Rough Draft as Caeneus Abroad

BY VICTORIA C. FLANAGAN

“Grant I might not be a woman: you will have given me everything.” 
    —Caenis to Poseidon, Metamorphoses, Book XII

“He did not understand that there is as much liberty and latitude in the interpretation as in
the making...” 
    —Montaigne

I.

I have this theory: everything I’ve written
is really an acquisition

of language  Or   acquisition
    of one language over another.

Like when I watch skiers laze down
Snoqualmie’s slope    like melt,

like Kees’s bathers
stuck in the wrong season. Or the way

a former student writes me to say 
she’s experienced a traumatic event

& my hands stiffen & begin to ache
on instinct.
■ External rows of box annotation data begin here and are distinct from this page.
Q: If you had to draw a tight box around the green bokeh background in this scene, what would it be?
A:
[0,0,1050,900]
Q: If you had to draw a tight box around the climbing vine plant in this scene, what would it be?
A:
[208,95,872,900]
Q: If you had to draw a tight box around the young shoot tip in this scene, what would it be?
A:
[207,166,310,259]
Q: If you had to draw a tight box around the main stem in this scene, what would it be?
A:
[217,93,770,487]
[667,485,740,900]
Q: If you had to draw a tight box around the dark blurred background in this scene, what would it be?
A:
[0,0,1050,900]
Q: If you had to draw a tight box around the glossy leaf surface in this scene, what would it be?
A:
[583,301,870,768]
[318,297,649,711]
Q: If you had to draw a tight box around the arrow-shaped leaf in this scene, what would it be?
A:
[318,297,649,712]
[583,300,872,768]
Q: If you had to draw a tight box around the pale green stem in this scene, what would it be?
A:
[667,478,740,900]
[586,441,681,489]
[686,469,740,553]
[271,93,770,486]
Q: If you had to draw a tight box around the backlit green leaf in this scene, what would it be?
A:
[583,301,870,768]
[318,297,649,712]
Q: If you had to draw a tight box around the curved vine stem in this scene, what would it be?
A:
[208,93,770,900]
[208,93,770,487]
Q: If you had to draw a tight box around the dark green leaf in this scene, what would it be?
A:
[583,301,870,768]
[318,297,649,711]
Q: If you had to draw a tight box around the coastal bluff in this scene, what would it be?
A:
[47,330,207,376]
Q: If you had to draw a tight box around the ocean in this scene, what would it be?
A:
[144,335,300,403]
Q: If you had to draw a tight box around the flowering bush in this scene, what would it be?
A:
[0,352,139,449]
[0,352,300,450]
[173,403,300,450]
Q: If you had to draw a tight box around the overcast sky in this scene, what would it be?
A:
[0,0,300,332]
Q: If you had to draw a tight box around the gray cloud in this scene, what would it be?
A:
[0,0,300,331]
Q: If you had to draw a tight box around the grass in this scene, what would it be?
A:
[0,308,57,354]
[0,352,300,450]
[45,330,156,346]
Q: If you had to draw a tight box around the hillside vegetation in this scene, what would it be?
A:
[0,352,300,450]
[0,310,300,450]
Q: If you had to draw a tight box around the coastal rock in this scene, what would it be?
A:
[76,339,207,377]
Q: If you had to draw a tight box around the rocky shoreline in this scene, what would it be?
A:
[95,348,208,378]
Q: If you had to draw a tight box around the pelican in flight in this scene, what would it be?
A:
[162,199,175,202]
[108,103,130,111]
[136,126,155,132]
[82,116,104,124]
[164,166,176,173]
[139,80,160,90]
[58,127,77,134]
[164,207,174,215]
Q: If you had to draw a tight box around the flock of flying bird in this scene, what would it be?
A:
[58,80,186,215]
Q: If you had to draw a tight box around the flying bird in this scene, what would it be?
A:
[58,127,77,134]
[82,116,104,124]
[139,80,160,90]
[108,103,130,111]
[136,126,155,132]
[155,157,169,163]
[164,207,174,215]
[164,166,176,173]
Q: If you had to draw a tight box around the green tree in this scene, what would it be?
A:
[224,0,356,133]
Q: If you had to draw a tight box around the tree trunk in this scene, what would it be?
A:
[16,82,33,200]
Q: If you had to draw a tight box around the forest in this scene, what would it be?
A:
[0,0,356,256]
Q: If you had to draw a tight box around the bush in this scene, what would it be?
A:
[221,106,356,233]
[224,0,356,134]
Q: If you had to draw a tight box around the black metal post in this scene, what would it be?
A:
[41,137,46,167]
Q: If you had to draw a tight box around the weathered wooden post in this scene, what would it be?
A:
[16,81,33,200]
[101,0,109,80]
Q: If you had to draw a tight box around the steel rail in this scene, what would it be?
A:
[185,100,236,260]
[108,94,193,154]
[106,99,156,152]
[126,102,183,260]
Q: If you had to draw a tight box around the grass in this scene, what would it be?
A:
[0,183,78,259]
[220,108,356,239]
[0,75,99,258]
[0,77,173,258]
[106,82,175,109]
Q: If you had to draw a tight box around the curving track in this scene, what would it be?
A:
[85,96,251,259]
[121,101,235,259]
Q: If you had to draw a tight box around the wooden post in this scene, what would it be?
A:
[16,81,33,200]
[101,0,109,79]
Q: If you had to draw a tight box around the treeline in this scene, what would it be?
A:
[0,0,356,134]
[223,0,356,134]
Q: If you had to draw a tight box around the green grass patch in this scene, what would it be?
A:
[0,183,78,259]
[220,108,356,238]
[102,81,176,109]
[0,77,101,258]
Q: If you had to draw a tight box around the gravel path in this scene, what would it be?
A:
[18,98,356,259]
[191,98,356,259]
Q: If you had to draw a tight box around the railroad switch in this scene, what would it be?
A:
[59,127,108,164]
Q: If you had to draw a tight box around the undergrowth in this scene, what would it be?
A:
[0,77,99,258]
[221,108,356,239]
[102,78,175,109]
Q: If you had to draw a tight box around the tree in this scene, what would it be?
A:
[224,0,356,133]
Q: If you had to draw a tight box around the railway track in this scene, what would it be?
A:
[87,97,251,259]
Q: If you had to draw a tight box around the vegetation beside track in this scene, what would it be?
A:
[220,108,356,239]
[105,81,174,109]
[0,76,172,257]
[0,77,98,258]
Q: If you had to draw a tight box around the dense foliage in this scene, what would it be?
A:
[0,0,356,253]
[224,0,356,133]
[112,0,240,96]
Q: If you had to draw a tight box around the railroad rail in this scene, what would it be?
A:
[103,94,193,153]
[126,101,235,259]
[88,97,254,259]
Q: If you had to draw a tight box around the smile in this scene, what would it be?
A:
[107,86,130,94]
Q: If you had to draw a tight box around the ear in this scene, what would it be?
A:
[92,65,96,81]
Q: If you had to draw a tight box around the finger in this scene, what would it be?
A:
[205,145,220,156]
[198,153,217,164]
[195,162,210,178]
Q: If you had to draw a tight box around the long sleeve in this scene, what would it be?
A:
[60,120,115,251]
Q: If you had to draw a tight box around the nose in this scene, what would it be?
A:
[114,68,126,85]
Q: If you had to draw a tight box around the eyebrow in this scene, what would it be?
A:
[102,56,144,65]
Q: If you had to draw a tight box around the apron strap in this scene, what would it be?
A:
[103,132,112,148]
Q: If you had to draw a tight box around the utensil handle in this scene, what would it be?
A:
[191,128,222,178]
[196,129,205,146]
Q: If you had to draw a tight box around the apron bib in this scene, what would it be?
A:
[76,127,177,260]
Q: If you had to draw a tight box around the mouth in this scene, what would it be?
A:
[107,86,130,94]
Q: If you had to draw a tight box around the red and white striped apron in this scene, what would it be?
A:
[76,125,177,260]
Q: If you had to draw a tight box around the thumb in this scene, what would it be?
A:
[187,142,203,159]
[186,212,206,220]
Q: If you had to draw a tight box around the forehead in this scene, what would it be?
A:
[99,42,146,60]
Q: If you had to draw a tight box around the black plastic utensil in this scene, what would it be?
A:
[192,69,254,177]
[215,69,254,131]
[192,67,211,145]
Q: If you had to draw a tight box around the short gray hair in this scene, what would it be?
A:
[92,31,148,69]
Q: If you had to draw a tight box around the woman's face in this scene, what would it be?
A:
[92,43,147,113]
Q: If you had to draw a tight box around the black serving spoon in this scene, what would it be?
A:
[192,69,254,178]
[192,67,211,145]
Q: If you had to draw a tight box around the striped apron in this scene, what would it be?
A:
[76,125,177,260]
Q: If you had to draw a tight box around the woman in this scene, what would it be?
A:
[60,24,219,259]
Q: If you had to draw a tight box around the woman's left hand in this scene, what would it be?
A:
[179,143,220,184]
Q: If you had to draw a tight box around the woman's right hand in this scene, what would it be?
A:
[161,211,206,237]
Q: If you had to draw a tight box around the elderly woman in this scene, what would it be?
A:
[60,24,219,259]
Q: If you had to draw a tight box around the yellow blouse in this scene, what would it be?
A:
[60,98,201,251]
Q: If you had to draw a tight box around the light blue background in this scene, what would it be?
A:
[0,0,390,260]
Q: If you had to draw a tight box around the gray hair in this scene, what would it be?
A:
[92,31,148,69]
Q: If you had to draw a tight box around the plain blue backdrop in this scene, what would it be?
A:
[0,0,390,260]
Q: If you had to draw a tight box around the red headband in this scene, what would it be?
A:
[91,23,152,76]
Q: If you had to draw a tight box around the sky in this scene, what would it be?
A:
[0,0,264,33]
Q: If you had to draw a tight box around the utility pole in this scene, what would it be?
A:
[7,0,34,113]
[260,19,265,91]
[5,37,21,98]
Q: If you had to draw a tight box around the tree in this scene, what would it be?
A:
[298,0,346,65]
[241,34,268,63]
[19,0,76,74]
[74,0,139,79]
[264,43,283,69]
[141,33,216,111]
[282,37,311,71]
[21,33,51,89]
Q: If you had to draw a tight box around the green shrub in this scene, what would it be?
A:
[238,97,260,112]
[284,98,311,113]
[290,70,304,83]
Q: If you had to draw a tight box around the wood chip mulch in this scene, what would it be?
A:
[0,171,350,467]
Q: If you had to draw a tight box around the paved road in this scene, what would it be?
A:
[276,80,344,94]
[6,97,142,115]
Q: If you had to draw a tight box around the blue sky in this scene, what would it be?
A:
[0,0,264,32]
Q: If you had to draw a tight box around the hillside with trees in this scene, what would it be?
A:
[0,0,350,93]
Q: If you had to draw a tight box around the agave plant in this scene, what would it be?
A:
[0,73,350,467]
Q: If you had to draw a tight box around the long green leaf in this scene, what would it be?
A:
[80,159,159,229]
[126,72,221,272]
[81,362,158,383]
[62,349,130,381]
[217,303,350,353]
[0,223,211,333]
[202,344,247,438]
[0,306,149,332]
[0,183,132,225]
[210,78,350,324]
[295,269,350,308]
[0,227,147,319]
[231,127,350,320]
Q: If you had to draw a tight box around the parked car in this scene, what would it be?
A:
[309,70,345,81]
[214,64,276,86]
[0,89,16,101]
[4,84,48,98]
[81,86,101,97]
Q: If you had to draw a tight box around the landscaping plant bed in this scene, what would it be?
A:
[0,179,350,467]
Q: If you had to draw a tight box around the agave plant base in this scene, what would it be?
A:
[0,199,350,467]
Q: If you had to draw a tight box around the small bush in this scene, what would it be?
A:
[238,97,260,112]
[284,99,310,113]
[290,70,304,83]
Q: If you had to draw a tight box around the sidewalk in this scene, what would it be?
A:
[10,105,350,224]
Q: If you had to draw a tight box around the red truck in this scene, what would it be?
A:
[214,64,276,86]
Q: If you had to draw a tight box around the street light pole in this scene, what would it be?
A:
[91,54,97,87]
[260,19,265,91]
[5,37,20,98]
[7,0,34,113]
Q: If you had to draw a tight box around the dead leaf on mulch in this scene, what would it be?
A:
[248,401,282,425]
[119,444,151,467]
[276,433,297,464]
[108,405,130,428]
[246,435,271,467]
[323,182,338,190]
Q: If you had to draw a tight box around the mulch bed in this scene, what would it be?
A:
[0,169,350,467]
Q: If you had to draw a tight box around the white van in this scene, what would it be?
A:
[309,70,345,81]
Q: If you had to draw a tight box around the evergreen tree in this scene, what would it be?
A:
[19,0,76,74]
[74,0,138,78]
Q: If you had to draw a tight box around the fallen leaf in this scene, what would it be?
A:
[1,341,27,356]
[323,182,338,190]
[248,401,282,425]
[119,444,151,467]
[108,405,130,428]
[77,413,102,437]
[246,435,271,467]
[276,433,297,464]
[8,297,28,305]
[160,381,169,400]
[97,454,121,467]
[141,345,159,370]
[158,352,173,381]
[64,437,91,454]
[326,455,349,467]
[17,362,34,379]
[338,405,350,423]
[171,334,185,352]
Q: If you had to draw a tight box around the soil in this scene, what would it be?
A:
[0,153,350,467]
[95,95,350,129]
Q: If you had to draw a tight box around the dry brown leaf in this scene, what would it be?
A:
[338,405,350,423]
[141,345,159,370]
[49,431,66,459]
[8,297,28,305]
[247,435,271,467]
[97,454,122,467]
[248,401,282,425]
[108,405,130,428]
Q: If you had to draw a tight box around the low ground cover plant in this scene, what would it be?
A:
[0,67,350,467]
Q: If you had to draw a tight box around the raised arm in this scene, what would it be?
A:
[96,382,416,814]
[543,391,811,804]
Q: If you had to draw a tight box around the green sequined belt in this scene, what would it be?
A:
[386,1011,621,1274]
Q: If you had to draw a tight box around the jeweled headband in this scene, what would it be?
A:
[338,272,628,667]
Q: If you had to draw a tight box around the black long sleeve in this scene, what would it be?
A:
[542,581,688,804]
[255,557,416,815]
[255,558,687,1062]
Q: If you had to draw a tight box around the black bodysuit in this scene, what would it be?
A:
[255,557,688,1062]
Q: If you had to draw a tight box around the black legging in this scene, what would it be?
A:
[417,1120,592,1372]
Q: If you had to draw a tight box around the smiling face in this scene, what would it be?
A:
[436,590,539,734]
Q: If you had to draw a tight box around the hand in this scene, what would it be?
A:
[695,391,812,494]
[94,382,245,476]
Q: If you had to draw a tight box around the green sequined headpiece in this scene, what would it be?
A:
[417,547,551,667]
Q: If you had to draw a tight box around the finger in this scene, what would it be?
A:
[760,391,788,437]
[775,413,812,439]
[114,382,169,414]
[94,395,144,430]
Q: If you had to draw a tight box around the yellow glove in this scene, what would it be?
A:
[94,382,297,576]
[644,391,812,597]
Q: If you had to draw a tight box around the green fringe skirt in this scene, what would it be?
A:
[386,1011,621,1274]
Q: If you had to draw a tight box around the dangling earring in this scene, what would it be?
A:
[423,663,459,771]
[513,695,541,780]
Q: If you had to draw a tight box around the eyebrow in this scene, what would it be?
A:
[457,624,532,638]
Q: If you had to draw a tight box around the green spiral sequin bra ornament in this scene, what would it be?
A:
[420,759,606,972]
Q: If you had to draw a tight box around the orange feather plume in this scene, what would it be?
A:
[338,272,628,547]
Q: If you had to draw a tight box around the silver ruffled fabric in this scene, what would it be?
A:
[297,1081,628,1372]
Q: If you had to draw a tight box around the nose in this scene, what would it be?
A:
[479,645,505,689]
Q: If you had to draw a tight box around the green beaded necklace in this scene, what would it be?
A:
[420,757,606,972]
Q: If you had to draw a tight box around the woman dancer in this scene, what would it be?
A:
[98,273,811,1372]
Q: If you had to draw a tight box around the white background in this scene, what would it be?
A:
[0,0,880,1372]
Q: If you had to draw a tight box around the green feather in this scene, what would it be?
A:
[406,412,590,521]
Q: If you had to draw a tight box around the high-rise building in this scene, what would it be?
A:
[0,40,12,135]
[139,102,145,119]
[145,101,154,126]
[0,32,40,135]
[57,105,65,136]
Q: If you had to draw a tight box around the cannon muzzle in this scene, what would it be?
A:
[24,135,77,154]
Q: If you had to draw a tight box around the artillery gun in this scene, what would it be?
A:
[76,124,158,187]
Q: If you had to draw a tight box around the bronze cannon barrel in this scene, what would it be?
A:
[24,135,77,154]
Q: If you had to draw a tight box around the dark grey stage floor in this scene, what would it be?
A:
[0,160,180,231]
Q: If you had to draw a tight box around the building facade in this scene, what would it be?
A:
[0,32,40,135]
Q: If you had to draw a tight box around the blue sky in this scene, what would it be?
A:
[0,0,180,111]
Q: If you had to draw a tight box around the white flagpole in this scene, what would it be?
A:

How do we make sense

of tragedy in writing she asks me 
over iced coffee, expecting

I know.        A steamer wand screams
into milk, a muffin cools on a blue plate—

    she was the first neighbor to respond 
to the father’s yell & she is shaken.

The real question:
what is the poetic voice in excess of?

    I am three thousand miles from the place

that made me. Now
in a place with a windy season,

a fire season,
brim of the high desert,

I can see scorched earth & whitecaps 
from the same June lookout. 

That which takes us captive
shapes us, too.  Out here

no Poseidon ever makes good: I'm refused

service at the brewery off 3rd
in my oversized clothes, an ex says

         how could you possibly
over FaceTime & I have both

a your kind & no kin
while missionaries find my doorstep

twice a week. Who is there, 
in this place, to grant me

release?    The dirtfloor arena waits 

below a bluff, empty
fifty weeks a year, and I watch the day sink, 

thinking, Ravisher, make me anew
in the shadow of high mountains, grant me

liminal-unthinkable, take this, 
all of this besides—

& that body, released
    dismissed       discarded    might

just become mine. 

            This same student emailed a while back 
& signed off in the real world I’d like to think

we would have been friends.
Naming’s a whole affair, you see—

it matters what you celebrate

in a thing, too. Name me a god
who hasn’t thundered.    That one may speak

and be heard becomes a demand 
    to speak and be heard.

II.

My student tells me that a father
    backed over his daughter with his pickup.
She died, chest-split staining the grass black.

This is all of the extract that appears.